A percepção de que a aspirina é uma droga segura para uso diário começou a mudar na última década. Alguns estudos mostraram tênue efeito positivo do medicamento em prevenção primária (nas pessoas que nunca manifestaram sintomas ou sinais clínicos cardíacos preocupantes) ou secundária (pessoas sem sintomas, mas com algum sinal clínico). Ao menos dois estudos recentes feitos em pacientes com risco para insuficiência cardíaca, porém, apontam para o lado oposto.
“Ensaios clínicos grandes multinacionais em adultos sob risco de insuficiência cardíaca são necessários para verificar esses resultados. Até lá, nossas observações sugerem que a aspirina deva ser prescrita com cautela naqueles com insuficiência cardíaca ou fatores de risco para tal”, diz Mujaj.
Cultura americana
Hoje até mesmo a Associação Americana de Cardiologia, que no passado foi a responsável por popularizar o uso preventivo da aspirina, pede cautela no emprego frequente da droga.
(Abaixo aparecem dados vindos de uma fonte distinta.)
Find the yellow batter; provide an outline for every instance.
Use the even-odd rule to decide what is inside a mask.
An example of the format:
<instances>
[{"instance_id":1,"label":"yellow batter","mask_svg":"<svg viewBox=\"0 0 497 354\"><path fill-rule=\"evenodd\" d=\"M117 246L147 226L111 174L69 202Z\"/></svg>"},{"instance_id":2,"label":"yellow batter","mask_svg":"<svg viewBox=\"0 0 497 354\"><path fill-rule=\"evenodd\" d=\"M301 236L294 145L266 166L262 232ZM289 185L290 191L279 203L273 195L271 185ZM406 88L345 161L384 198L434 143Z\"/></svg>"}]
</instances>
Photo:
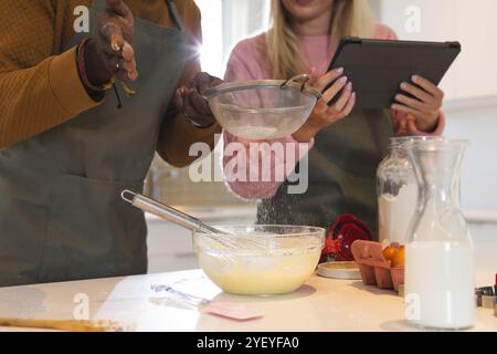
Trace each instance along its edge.
<instances>
[{"instance_id":1,"label":"yellow batter","mask_svg":"<svg viewBox=\"0 0 497 354\"><path fill-rule=\"evenodd\" d=\"M219 254L199 251L200 267L223 291L240 295L283 294L297 290L313 274L320 249L300 253Z\"/></svg>"}]
</instances>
A entidade condena automedicação e deixa os médicos livres para prescreverem uso diário do medicamento a pacientes que já tiveram infarto ou AVC. Recomenda cautela, porém, sobretudo em pacientes sem histórico de cardiopatia e em maiores de 70 anos.
Mesquita, da SBC, afirma que seria desejável ver estudos maiores, mas por a aspirina se tratar de uma droga já livre de patente, dificilmente a iniciativa privada patrocinará um grande estudo.
“Mas, as próprias agências de governo têm olhado para os resultados de meta-análises e estudos que se somam e veem que, cada vez menos, a aspirina se encaixa nesse conceito de droga milagrosa”, diz Mesquita. O uso ocasional do medicamento, porém, para febre ou dor de cabeça, continua se mostrando seguro.
O especialista afirma que, no tratamento e prevenção da insuficiência cardíaca em si, é importante que cada médico avalie individualmente seu paciente para comparar o risco e o benefício da aspirina e optar pelo seu uso apenas quando for conveniente.